The Physics of Emergence (Iop Concise Physics) (Hardcover)
A standard view of elementary particles and forces is that they determine everything else in the rest of physics, the whole of chemistry, biology, geology, physiology and perhaps even human behavior.
This reductive view of physics is popular among some physicists. Yet, there are other physicists who argue this is an oversimplified and that the relationship of elementary particle physics to these other domains is one of emergence. Several objections have been raised from physics against proposals for emergence (e.g., that genuinely emergent phenomena would violate the standard model of elementary particle physics, or that genuine emergence would disrupt the lawlike order physics has revealed). Many of these objections rightly call into question typical conceptions of emergence found in the philosophy literature.

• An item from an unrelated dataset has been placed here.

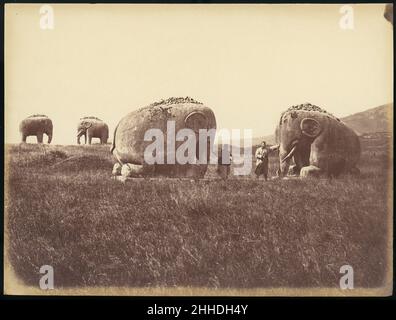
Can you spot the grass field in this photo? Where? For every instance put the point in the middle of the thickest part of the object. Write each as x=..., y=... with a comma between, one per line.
x=64, y=209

This book explores whether physics points to a reductive or an emergent structure of the world and proposes a physics-motivated conception of emergence that leaves behind many of the problematic intuitions shaping the philosophical conceptions. Examining several detailed case studies reveal that the structure of physics and the practice of physics research are both more interesting than is captured in this reduction/emergence debate. The results point to stability conditions playing a crucial though underappreciated role in the physics of emergence. This contextual emergence has thought-provoking consequences for physics and beyond, and will be of interest to physics students, researchers, as well as those interested in physics.